Originalism and Judge Neil Gorsuch

At the annual Originalism Works in Progress Conference, I try to discuss, at the beginning of the conference, the most important events concerning originalism in the past year.  Here is an excerpt of my remarks on Supreme Court nominee Judge Neil Gorsuch:

Last year, I spoke about the sad passing of Justice Scalia and whether originalism could survive it.  But what a difference a year makes!  Based on his writings, it appears that Judge Neil Gorsuch would be an originalist justice.  Some of the strongest evidence of Gorsuch’s originalism comes from his Case Western Law Review Article on Justice Scalia.

That essay suggests that not only does he seem to be an originalist, but the type of originalist who is near and dear to my heart.  First, Judge Gorsuch appears to be a public meaning originalist, advocating that judges look “to text, structure, and history to decide what a reasonable reader at the time of the events in question would have understood the law to be.”
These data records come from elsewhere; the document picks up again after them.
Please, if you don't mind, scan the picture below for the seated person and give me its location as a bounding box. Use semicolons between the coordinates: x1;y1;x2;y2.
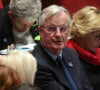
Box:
0;65;21;90
32;5;93;90
0;0;41;50
0;50;37;88
66;6;100;90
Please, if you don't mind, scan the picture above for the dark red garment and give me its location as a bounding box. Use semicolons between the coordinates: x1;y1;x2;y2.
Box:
66;39;100;65
58;0;100;15
0;0;3;9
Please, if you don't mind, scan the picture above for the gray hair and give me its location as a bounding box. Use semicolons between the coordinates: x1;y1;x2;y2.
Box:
9;0;41;20
0;50;37;85
39;5;71;26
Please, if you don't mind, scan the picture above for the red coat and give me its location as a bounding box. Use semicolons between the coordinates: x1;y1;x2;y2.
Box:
58;0;100;16
0;0;3;9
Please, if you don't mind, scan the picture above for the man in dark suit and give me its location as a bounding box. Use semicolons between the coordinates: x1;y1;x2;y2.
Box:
0;0;41;50
32;5;93;90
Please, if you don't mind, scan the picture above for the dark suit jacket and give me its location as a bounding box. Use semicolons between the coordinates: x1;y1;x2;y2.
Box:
0;5;39;50
13;83;41;90
80;59;100;90
32;45;93;90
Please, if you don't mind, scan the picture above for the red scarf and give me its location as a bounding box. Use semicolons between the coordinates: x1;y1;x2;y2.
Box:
66;39;100;65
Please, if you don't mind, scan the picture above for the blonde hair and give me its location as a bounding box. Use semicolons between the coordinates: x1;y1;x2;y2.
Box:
70;6;100;38
0;50;37;85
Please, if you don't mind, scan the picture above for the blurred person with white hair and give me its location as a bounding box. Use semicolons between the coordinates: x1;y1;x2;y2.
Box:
0;0;41;50
0;50;40;90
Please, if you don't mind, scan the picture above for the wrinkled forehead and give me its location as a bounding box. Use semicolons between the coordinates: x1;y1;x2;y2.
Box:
45;11;68;26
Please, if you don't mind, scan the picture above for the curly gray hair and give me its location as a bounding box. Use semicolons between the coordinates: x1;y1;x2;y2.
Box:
9;0;41;19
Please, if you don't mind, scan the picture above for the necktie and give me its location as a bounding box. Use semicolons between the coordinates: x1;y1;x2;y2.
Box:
57;56;78;90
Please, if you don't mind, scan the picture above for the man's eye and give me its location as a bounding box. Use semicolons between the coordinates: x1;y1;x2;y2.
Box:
48;27;56;31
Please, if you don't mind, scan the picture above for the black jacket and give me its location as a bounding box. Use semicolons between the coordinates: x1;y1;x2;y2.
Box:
32;44;93;90
81;59;100;90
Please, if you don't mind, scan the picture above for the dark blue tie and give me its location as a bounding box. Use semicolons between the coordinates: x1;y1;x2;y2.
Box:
57;56;78;90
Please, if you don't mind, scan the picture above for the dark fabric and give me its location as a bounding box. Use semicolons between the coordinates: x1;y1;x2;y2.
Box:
0;0;3;9
32;44;92;90
56;56;78;90
66;39;100;65
67;39;100;90
13;83;41;90
0;5;39;50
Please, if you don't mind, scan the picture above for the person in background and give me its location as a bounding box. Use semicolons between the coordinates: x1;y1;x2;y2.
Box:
66;6;100;90
0;50;38;90
32;5;93;90
0;0;41;50
0;65;21;90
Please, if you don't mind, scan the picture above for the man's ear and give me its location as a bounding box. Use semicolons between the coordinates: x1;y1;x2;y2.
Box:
8;11;12;19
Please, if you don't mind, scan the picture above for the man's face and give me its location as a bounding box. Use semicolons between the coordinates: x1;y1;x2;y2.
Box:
11;18;33;32
40;11;68;54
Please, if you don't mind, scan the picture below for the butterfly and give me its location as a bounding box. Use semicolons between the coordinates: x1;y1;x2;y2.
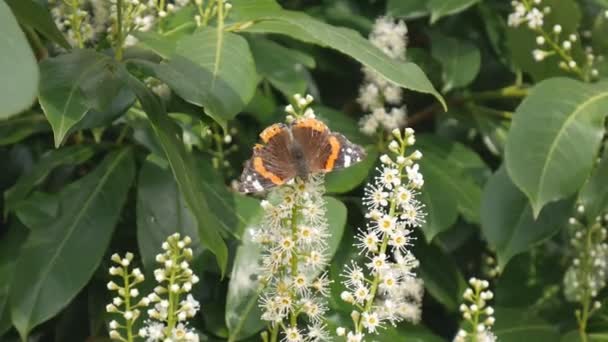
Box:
239;118;365;193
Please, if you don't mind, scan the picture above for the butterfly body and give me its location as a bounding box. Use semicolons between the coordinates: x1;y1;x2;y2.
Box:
239;118;365;193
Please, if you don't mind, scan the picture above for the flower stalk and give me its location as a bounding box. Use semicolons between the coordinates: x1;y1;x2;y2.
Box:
337;128;425;342
564;205;608;342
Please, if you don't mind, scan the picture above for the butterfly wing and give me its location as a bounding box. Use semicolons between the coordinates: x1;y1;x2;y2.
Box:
291;119;365;173
239;124;296;193
331;133;367;170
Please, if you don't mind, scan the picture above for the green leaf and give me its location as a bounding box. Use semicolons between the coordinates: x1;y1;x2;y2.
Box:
249;37;315;98
138;28;257;126
578;149;608;222
4;145;95;214
39;50;131;147
137;159;201;272
505;78;608;216
559;330;608;342
492;308;560;342
123;71;228;274
0;112;51;146
427;0;479;24
470;107;511;156
431;32;481;93
10;149;135;340
386;0;430;19
230;6;447;109
0;224;27;336
414;241;467;312
133;31;177;59
416;135;487;241
15;192;59;229
226;197;346;341
176;28;257;124
0;1;40;120
481;167;572;269
591;12;608;55
325;146;379;194
5;0;71;49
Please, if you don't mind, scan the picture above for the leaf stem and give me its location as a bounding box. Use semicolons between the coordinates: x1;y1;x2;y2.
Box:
115;0;124;61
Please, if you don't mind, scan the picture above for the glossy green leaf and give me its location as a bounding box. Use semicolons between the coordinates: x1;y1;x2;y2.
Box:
226;197;346;341
416;136;487;241
0;112;51;146
505;78;608;216
431;33;481;93
5;0;70;49
386;0;430;19
492;308;560;342
138;28;257;126
175;28;256;124
481;167;572;269
137;160;201;272
249;37;315;98
325;146;379;194
133;31;177;59
414;241;467;311
125;71;228;274
15;191;59;229
0;223;27;336
578;150;608;222
230;6;446;108
471;107;511;156
39;50;131;147
0;1;40;120
559;330;608;342
10;149;135;339
4;145;95;213
427;0;479;23
591;12;608;54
Significantly, Judge Gorsuch roots originalism in the separation of legislative from judicial power.  Gorsuch writes: While “legislators may appeal to their own moral convictions and to claims about social utility to reshape the law . . . ,  judges should apply the law as it is, focusing backward, not forward.”

Judge Gorsuch take the separation of power very seriously in a way that is not all that common today.  For example, he asks if judges were free to legislate, “why would [the founders] have gone to such trouble” to impose bicameralism and presentment “only to entrust judges to perform the same essential function without similar safeguards?”

Judge Gorsuch views the separation of powers  as “among the most important liberty protecting devices of the constitutional design.”  He illustrates the problems for liberty from combining powers through the example of a Mexican immigrant who was harmed by the Board of Immigration Appeals.  In colorful language that echoes Justice Scalia’s pen, Gorsuch writes:

So that, quite literally, an executive agency, acting in a faux-judicial proceeding, and exercising delegated legislative authority, purported to overrule an existing judicial declaration about the meaning of existing law, and apply its new legislative rule retroactively to already completed conduct.  Just describing what happened here might be enough to make James Madison’s head spin.

This language, combined with Judge Gorsuch’s criticism of the Chevron case, suggests that he may be an originalist critic of expansive executive power.

I could go on, but let me limit myself to one more point.  Critics of originalism often emphasize the indeterminancy of the law – as do, I might add, even some friends of originalism.  But Judge Gorsuch argues that the indeterminancy of the law is “wildly exaggerated,” in part because “the traditional tools of legal analysis do a remarkable job of eliminating or reducing indeterminancy.”

How then does such indeterminancy get resolved?  I was especially happy to read Judge Gorsuch’s argument, which appears to endorse something like what John McGinnis and I refer to as the 51/49 rule.  He writes:

At the end of the day, we may not be able to claim confidence that there’s a certain and single right answer to every case, but there’s no reason why we cannot make our best judgment depending on (and only on) conventional legal materials. . . .  No reason, too, why we cannot conclude for ourselves that one side has the better of it, even if by a nose, and even while admitting that a disagreeing colleague could see it the other way.

I could not have said it better myself.

Of course, there are no assurances with Supreme Court appointments, especially by Republicans.  So we probably won’t know anything with confidence for a few more years.  But the prospects of originalism at the Supreme Court seem much more promising today than they did a year ago.